Superbe ! Un hymne, un tube ! Batteram ! Non sans rappeler un certain "Skin Horse" (deuxième partie), aussi, mais peu importe.

Le premier quart du titre restera dans la ciboulotte, hantant vos jours et vos nuits de sa folie de dentelles.

Excellent, les gars, bravo ! Y'a tout là-dedans, l'arrangement cheapos à la con, les mélodies, merde, les mélodies, les voix particulières ; superbe.

Re-BAM ! DOOM !, plutôt. Vers les 3:00, tout est enterré. Mes tiédeurs, ma méfiance. La dentelle dans l'ossuaire.

Le Doom vilain est de sortie.

Le pire, c'est que les bonnes surprises continueront à pleuvoir sur mon maigre torse souffreteux. Étendu au dos dans le pâturage, les Dieux me pissent dessus après m'avoir sodomisé de leurs éclairs lubriques. Mes cheveux sont collés dans une bouse de vache écossaise. Mon petit pénis électrocuté grésille, sa peau se décolle dans une appétissante odeur de porcasse cuite. Je jouerais bien au serpent qui se mord la queue mais là j'ai comme qui dirait un petit coup de barre.
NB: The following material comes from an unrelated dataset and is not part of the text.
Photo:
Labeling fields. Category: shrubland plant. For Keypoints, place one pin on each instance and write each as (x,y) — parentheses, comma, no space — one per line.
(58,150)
Bref. Encore de bonnes idées dans les voix, dans les mélodies et dans l'arrangement. Une accélération est à noter. Un ralentissement aussi. Houm. Et une fin dans le froid bruit et les voix arrachées.

Meilleur morceau du disque sans débat possible. Attention, je sors la tapette à mouche.

 

Donc si il n'y avait pas ces deux premiers morceaux que je trouve nettement moins fous, je collerais bien un bon 9/10 à ce disque ronchon, vicelard et baisé de la gueule.

 

Mais j'ai encore plus envie de suivre ce que fera ce groupe tout pas beau.

 

Alors pour finir sur quelque chose de vraiment complètement inintéressant je dirais que le nouveau batteur - hé, salut Ward ! - m'a l'air bien meilleur que le précédent (ouf), mais que je n'aime pas comment son instrument sonne : à la fois trop mat et trop piqué, trop creusé peut-être, pas très naturel en tous cas.

Mais on s'en fout. Payez-nous une soirée 30,000 Monkies, 1400 Points De Suture et Harvey Milk et on fera la première partie.

Et on sera enfin tous heureux quelque part en haut de l'arc-en-peine.